Wednesday, September 08, 2010

Elements: Earth

Foundation. Stone. Rock. The unmoving ground. While the element earth contains a great deal of different connotations for many cultures—and some even eschew it from their lists of elements for other compounds—it is still the source of many of our raw materials. Earth: the container of all life.

We build our dwellings from it. We build them upon it. It comes in many forms, from the solidity of rock, to the trembling uncertainty of peat bogs. It gives rise to trees that stretch above it, roots that dig beneath, and provides the matrix for which all things mount themselves against the sky.

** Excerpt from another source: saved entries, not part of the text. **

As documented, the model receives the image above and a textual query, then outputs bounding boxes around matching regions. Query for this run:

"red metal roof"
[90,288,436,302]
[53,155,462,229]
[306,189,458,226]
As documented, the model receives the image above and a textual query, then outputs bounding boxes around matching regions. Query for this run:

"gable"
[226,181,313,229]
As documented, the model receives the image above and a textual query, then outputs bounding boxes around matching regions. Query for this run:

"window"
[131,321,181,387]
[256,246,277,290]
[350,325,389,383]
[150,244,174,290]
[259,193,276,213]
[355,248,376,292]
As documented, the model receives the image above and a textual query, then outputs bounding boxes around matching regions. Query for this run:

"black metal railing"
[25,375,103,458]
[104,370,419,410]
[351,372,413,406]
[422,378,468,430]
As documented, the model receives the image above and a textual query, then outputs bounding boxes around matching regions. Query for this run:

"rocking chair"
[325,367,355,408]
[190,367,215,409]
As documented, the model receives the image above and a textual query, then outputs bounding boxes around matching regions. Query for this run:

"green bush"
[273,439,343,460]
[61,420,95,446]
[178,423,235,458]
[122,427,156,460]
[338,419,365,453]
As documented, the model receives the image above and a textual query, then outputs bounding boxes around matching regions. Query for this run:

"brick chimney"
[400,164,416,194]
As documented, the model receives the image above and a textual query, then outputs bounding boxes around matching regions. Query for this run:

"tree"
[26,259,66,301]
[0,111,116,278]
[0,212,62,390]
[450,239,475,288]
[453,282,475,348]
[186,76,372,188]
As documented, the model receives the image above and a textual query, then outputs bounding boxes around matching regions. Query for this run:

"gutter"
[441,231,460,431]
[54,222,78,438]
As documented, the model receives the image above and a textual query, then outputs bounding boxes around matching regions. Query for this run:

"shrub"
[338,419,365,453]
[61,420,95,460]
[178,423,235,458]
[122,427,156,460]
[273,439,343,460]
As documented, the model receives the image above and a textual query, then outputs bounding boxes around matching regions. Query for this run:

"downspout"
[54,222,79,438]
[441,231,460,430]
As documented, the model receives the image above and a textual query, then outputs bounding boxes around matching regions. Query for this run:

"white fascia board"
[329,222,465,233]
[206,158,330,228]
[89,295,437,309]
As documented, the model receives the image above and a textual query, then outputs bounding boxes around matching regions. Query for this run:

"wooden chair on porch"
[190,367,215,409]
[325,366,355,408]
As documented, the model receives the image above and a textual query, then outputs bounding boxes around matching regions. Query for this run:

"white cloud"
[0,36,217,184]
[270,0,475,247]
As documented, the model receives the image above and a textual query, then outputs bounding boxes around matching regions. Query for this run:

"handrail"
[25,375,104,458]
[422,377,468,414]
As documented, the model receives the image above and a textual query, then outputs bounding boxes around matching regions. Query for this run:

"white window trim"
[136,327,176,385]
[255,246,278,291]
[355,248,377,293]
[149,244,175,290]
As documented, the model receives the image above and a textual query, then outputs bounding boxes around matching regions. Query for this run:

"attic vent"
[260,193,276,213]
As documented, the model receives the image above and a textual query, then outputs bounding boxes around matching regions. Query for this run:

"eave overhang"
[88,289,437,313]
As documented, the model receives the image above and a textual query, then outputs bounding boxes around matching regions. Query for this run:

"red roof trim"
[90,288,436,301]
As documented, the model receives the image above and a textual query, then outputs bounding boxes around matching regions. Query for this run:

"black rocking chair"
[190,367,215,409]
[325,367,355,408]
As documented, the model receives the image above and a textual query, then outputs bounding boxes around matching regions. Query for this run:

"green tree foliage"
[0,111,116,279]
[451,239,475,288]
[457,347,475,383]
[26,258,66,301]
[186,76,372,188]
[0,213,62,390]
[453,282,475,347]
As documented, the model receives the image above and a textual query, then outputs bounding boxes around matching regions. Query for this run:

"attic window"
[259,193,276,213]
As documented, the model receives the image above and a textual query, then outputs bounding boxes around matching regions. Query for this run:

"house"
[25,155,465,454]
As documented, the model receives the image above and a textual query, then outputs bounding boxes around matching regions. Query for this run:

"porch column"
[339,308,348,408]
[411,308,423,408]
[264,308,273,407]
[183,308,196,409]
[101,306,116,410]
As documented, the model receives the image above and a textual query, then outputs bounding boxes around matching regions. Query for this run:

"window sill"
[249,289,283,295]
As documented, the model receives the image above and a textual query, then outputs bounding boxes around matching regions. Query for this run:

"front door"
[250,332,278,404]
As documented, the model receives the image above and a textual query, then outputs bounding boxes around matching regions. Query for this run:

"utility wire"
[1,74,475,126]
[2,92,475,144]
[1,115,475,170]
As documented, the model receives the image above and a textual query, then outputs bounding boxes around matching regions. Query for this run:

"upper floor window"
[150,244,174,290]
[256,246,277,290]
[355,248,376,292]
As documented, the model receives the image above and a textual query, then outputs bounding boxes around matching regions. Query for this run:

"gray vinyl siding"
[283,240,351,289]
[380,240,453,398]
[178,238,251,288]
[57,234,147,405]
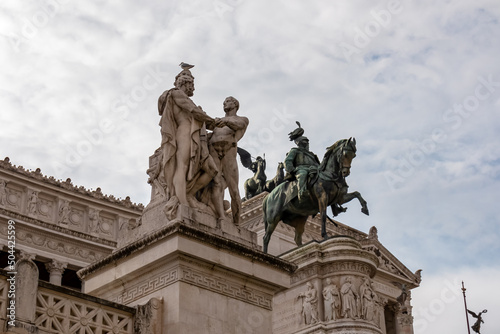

In the creation stories of many mythologies the earth is the first place—and from it all life is formed. From the earth all living things rise, and to it they decompose when they are done. The ultimate and final configuration of star-stuff that gives a place to stay, provides food, shelter, and all the comforts of life.

In Scifi stories, earth is the element of planetary bodies. The primary difference between spacers and terrestrials. Even alien worlds have all the makeshift necessity of earthiness—in fact, we could argue easily that even Mercury has “earth” although it is an airless, lifeless world it is only earth and nothing else. Spacers find it by taking small chunks of it in the form of asteroids, or necessarily learn to live with much less of it by producing food with hydroponics. The spacer and the terrestrial will, however, possibly argue about the merits of cold steel and artificial gravity, or gravel and the planetary weight of natural gravity.

Earth. It’s even the name of our home world.

It’s the calling card of modern day environmentalists. The body of the Goddess made manifest—the life-giver.